Sacramento County Assistant Sheriff LeeAnneDra Machese said the third sexual assault occurred about 4:20 a.m. Sept. 19, 2013. Machese said an unknown assailant grabbed the woman from behind and pointed a stun gun at her, “threatening her life and forced her to walk into a dark area.”

The assailant “violently sexually assaulted” the woman, and afterwards she sought help from a nearby business, the assistant sheriff said. DNA evidence was collected, but all leads were exhausted at that time without an arrest.

That sexual assault case went cold, as well.

DNA evidence in sexual assaults

Lester said the DNA evidence from both assaults within city limits was uploaded to the CODIS system — the FBI’s Combined DNA Index System. The case remained unsolved for years.

“At that time, there were no hits in the system and the case went cold,” Lester said in the news conference. “However, we have now found that the DNA samples collected from each of these cases, as well as a case from the Sacramento Sheriff’s Office, are from the same person.”

Starting in 2019, the investigations into the sexual assaults were reviewed. Lester said follow-up investigation was conducted by the Police Department’s cold case detectives, its sexual assault and child abuse unit and the District Attorney’s Office.

In November 2021, a sheriff’s detective investigating cold case sexual assault reports requested additional testing of evidence collected in the 2013 attack. On June 10, 2022, a full DNA profile was developed from this additional testing. The assistant sheriff said the DNA profile matched the Sheriff’s Office’s case and the two unsolved Police Department sexual assault cases.

The police chief said specialized DNA profile was used for investigative genetic genealogy, which led investigators to identify Cummings as the suspect after conducting extensive follow-up.

Identified suspect’s whereabouts unknown for months

But Cummings had since moved away from Sacramento, and his whereabouts were unknown. It’s unclear when Cummings moved to New York or whether he left in attempt to avoid authorities in Sacramento.

The district attorney declined to discuss those details because of the pending prosecution against Cummings.

“We are doing an extensive investigation and have done extensive investigation on this individual in terms of his background, his whereabouts and where he is lived in terms of his employment,” Ho said. “But we can’t discuss it at this time.”

According to Transparent California, a website that tracks government payroll data, Cummings worked for the city of Sacramento in several roles over the past decade, including as a human services program coordinator and a special program leader. A spokeswoman for the city confirmed Cummings was employed by the city between 2008 and 2014, but it was unclear if Cummings’ work gave him access to children.

“The suspect had lived in Sacramento at the time of the three rapes and matched the description provided by the victims,” Machese said at the news conference. “Working with our regional partners, the suspect was confirmed through further investigative techniques and arrested in New York City.”

Lester said the Police Department’s career criminal apprehension team led the effort to find Cummings. The FBI’s New York Field Office and the New York Police Department assisted local authorities in finding Cummings and taking him into custody.

No additional victims have been identified as of Tuesday. But authorities have shared Cummings’ photo and were asking anyone who also was a victim to come forward.
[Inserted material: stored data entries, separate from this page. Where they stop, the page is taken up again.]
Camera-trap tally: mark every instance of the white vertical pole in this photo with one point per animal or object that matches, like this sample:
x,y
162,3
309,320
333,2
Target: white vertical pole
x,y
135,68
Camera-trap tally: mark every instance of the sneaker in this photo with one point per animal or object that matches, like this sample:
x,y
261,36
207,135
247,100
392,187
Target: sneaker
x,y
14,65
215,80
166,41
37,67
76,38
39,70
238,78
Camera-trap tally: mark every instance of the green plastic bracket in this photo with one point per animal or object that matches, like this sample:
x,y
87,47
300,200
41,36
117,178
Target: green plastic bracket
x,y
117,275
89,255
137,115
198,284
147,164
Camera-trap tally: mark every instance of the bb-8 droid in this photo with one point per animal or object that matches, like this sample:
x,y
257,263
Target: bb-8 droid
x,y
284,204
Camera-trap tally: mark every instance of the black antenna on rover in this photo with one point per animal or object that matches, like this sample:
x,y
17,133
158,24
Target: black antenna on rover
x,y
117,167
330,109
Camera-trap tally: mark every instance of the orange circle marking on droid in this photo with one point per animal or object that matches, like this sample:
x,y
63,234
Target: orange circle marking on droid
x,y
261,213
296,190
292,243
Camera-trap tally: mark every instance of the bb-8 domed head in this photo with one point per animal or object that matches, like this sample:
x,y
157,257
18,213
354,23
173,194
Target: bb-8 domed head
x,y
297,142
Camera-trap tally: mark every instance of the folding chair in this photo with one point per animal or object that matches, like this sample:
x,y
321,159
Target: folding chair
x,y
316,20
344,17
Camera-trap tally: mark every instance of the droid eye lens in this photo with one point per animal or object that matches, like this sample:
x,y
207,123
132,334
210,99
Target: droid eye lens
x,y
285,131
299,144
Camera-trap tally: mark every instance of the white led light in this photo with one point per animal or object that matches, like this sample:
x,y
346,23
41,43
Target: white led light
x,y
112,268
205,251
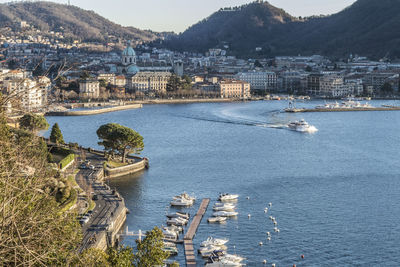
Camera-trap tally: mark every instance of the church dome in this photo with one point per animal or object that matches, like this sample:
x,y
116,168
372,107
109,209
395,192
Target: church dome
x,y
132,69
128,51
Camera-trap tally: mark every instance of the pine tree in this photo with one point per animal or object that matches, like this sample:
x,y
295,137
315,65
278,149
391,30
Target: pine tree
x,y
56,135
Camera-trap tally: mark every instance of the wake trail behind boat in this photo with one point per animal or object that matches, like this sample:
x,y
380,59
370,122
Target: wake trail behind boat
x,y
236,121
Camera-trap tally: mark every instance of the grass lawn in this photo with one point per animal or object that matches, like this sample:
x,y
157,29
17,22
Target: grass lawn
x,y
115,164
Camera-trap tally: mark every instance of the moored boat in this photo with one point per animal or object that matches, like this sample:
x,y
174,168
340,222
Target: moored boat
x,y
218,219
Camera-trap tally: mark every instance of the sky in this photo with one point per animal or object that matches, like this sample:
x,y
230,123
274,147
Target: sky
x,y
177,15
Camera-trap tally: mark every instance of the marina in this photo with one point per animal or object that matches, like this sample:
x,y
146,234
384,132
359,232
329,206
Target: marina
x,y
327,211
188,239
299,110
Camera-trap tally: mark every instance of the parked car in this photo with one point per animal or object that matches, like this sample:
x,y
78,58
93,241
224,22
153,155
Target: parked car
x,y
83,166
84,220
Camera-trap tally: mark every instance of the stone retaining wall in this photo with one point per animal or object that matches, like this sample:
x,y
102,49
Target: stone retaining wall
x,y
93,111
126,170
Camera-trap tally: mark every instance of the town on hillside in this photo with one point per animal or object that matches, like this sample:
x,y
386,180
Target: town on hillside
x,y
50,72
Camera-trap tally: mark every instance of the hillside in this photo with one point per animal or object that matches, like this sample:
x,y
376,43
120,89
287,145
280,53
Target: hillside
x,y
73,21
367,27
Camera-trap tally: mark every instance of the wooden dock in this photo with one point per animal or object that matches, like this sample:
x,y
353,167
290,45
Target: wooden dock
x,y
298,110
188,239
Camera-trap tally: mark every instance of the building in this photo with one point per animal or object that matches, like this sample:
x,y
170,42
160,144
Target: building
x,y
234,89
150,82
313,83
259,80
128,61
26,94
89,88
109,78
178,68
120,81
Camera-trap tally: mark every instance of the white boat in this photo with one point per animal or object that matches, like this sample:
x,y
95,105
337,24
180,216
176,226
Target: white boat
x,y
223,263
227,197
171,250
225,213
224,208
211,248
232,258
301,126
178,215
224,204
173,228
216,219
181,202
214,242
177,221
184,195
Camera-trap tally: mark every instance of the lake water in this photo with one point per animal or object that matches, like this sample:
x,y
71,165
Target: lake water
x,y
335,193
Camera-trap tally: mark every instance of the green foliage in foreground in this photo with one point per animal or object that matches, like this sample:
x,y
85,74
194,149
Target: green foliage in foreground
x,y
119,138
56,135
67,160
149,253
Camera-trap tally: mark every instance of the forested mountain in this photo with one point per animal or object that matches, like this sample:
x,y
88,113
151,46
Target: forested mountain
x,y
73,21
368,27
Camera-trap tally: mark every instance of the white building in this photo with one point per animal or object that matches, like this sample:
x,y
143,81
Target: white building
x,y
150,82
26,94
259,80
89,88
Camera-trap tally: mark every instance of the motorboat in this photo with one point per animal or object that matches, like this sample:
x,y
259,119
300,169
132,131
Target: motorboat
x,y
225,213
177,221
182,202
173,228
184,195
178,215
171,250
232,258
169,244
227,197
210,248
218,219
301,126
214,241
224,208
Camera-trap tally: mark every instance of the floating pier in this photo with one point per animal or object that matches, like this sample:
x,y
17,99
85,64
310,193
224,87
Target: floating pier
x,y
298,110
188,239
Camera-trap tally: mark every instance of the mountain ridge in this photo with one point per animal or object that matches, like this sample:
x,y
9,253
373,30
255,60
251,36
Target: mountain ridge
x,y
366,27
75,22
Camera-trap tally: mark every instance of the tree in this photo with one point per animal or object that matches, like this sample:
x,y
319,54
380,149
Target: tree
x,y
387,88
150,250
33,122
119,138
121,257
33,230
56,135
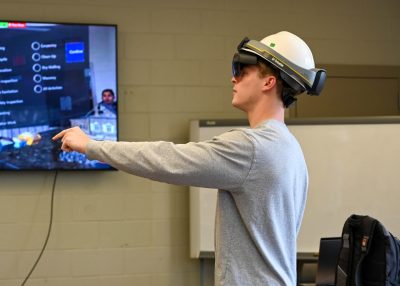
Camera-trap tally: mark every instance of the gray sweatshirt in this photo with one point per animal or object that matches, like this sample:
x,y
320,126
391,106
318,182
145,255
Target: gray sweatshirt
x,y
262,180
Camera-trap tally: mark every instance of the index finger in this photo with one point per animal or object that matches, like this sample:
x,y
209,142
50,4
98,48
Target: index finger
x,y
59,135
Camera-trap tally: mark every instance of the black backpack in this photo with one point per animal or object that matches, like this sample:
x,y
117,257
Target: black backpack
x,y
369,256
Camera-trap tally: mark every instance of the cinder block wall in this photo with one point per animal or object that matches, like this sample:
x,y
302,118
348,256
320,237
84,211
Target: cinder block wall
x,y
174,66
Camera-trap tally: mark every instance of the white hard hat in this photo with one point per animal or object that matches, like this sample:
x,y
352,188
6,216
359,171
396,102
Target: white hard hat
x,y
291,47
287,53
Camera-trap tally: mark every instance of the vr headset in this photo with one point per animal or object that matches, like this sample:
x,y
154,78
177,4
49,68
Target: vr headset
x,y
299,79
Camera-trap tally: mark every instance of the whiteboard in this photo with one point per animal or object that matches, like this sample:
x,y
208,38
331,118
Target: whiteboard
x,y
353,164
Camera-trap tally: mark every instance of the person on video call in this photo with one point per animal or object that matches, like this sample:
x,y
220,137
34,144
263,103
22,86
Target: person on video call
x,y
260,171
107,101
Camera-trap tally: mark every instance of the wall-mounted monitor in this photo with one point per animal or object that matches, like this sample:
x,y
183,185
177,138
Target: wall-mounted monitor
x,y
54,76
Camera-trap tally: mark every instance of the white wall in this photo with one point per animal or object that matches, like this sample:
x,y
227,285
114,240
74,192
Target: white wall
x,y
174,65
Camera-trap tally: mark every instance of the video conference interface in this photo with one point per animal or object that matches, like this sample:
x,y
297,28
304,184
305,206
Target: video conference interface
x,y
52,77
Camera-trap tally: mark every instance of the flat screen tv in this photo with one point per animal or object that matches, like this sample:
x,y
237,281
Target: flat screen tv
x,y
54,76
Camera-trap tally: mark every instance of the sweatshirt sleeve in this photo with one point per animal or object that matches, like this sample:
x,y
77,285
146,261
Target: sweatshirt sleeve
x,y
223,162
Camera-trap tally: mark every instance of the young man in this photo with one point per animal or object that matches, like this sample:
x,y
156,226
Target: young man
x,y
260,171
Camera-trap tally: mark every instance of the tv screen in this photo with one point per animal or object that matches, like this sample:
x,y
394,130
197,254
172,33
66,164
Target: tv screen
x,y
55,76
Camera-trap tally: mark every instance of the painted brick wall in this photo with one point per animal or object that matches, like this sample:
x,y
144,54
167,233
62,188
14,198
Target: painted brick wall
x,y
174,66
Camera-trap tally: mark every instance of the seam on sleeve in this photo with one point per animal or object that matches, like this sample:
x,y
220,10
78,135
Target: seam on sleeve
x,y
252,159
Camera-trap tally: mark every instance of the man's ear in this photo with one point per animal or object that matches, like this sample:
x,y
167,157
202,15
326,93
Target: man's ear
x,y
269,82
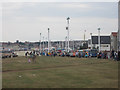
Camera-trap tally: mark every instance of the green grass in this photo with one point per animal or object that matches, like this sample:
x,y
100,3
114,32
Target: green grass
x,y
60,72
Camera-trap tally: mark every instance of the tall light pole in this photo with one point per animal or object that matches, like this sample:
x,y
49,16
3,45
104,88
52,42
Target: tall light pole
x,y
67,28
73,45
48,41
99,39
84,36
43,43
66,43
91,40
40,44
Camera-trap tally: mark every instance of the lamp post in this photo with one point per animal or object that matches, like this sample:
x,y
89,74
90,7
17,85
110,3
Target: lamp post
x,y
73,45
48,40
84,36
43,43
99,39
66,43
67,28
91,39
40,44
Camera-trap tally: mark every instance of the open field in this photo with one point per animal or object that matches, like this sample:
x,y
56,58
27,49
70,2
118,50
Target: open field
x,y
59,72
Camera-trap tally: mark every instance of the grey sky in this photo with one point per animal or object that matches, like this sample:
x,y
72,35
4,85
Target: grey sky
x,y
24,21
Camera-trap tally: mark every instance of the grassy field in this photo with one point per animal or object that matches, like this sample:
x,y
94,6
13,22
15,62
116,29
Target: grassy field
x,y
59,72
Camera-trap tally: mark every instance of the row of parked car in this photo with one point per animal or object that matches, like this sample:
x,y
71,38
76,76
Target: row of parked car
x,y
8,54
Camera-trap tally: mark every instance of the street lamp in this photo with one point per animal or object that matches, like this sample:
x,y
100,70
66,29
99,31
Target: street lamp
x,y
48,41
84,36
43,43
91,39
66,43
67,28
73,45
40,44
99,38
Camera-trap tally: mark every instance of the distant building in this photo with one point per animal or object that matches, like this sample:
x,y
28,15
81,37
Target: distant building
x,y
104,43
119,25
114,41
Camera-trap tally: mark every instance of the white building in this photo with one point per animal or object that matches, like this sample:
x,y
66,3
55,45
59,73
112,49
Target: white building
x,y
113,41
105,42
119,25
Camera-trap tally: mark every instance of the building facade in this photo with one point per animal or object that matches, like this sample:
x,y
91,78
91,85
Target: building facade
x,y
105,43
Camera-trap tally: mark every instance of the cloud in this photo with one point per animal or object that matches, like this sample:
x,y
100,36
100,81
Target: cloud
x,y
28,29
75,5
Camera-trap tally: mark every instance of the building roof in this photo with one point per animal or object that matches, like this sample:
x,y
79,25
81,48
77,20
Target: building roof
x,y
103,39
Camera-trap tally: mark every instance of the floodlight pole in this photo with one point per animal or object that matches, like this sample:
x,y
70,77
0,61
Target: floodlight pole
x,y
68,31
66,43
43,43
91,39
40,44
48,41
99,39
73,45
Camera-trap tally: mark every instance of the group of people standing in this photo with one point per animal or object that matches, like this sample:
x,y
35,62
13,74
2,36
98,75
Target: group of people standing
x,y
109,55
31,56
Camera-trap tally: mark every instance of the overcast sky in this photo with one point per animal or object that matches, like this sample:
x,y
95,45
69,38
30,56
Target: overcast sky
x,y
24,21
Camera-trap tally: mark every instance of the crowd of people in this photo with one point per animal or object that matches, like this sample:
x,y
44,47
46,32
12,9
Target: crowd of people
x,y
109,55
101,55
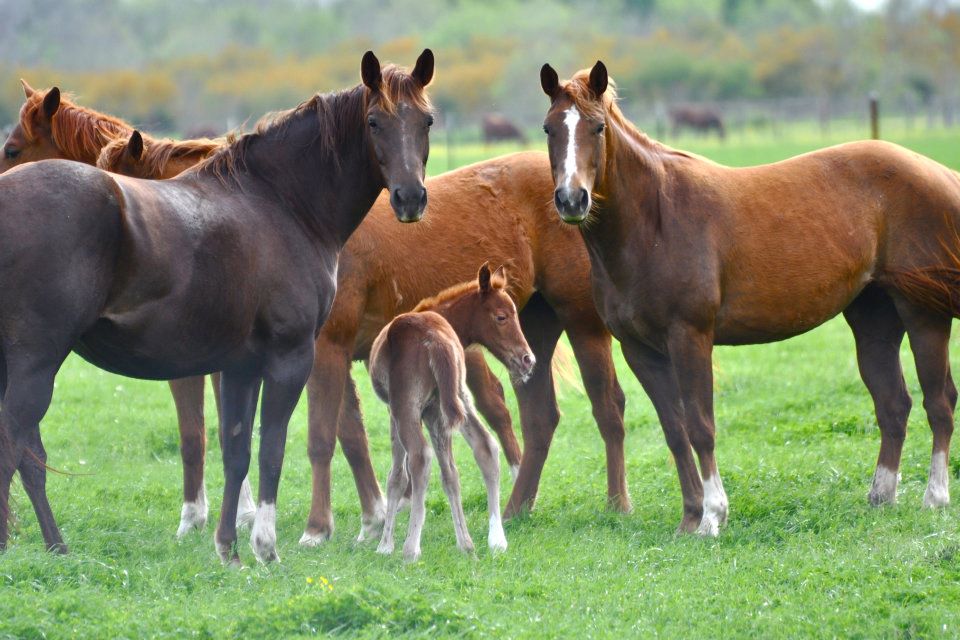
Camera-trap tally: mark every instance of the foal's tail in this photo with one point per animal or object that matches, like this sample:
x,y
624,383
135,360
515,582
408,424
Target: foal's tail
x,y
936,287
444,359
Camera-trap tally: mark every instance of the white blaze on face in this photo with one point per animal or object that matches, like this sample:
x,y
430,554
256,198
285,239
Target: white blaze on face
x,y
571,118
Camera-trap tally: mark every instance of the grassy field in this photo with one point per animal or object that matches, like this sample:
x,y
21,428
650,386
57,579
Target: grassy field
x,y
802,555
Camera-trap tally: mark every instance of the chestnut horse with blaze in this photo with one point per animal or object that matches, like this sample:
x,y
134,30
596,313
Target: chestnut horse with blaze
x,y
229,267
496,210
418,367
686,253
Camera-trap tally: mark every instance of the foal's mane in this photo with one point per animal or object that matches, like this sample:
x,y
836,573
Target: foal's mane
x,y
78,131
578,90
337,115
497,281
157,153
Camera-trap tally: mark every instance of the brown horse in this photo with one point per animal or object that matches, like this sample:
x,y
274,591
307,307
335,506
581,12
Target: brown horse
x,y
686,254
507,202
229,267
418,367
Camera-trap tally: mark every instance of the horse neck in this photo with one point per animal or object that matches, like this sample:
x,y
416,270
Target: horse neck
x,y
328,190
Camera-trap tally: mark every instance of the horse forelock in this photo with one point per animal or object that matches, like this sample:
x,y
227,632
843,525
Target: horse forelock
x,y
78,131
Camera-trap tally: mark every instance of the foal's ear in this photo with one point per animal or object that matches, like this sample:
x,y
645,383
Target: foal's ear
x,y
370,71
483,277
598,79
51,102
549,81
423,70
135,145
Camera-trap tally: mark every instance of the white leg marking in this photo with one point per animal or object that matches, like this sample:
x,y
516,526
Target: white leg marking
x,y
714,506
571,118
193,515
884,488
246,507
263,535
496,539
371,526
938,489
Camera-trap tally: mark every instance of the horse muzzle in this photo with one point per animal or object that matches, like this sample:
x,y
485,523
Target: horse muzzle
x,y
573,204
409,202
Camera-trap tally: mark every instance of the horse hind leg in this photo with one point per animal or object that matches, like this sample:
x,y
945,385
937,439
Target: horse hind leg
x,y
878,332
929,335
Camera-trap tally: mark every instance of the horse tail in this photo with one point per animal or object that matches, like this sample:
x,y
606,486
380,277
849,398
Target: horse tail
x,y
564,374
937,287
448,370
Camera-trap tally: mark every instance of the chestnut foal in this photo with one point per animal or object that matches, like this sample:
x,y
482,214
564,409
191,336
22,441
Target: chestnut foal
x,y
418,367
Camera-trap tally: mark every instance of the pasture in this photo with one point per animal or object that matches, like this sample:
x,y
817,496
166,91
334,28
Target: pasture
x,y
802,555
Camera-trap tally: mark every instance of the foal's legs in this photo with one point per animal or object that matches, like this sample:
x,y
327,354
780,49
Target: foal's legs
x,y
488,394
929,335
691,352
592,350
441,435
282,384
239,392
655,372
878,332
537,400
485,453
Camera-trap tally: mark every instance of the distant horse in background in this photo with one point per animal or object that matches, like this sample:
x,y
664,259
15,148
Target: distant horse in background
x,y
228,267
51,126
497,128
418,367
496,210
700,119
686,254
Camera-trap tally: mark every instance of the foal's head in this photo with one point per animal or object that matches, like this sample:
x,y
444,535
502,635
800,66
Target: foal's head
x,y
399,117
483,313
51,126
576,142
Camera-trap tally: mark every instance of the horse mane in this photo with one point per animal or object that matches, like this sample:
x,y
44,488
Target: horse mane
x,y
158,153
498,280
578,90
337,115
78,131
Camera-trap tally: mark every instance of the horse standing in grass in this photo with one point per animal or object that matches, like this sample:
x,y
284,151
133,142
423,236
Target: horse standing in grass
x,y
52,126
418,367
686,254
229,267
499,210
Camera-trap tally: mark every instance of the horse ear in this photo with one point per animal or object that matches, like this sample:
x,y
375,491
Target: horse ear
x,y
135,145
549,80
483,277
51,102
423,70
370,71
598,79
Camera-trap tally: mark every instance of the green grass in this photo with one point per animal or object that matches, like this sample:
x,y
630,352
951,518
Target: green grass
x,y
802,555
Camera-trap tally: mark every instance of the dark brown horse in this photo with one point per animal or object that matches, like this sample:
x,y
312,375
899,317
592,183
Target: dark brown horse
x,y
418,367
686,254
228,267
499,210
701,119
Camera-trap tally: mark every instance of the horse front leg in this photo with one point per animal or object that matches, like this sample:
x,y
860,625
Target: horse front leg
x,y
691,351
283,383
239,391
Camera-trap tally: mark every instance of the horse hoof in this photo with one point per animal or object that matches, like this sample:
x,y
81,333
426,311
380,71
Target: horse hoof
x,y
314,538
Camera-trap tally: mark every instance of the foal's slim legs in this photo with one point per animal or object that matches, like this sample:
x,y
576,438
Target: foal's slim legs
x,y
929,336
655,372
878,332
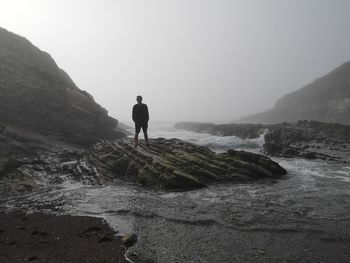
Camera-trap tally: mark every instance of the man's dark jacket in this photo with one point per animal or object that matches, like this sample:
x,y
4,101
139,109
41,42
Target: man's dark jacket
x,y
140,113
“I can only imagine how difficult it is for someone to be victimized in this manner and then also have to come forward,” the police chief told reporters. “So we’re hoping that by sharing what we know, sharing that he’s in custody, that if there are additional victims or if anyone has information about these crimes, they will contact us. And I can assure you that we’ll follow up and make sure that those tips are investigated just as thoroughly.”

Investigators asked anyone with relevant information in these sexual assault cases to call the tip line at 916-808-1773.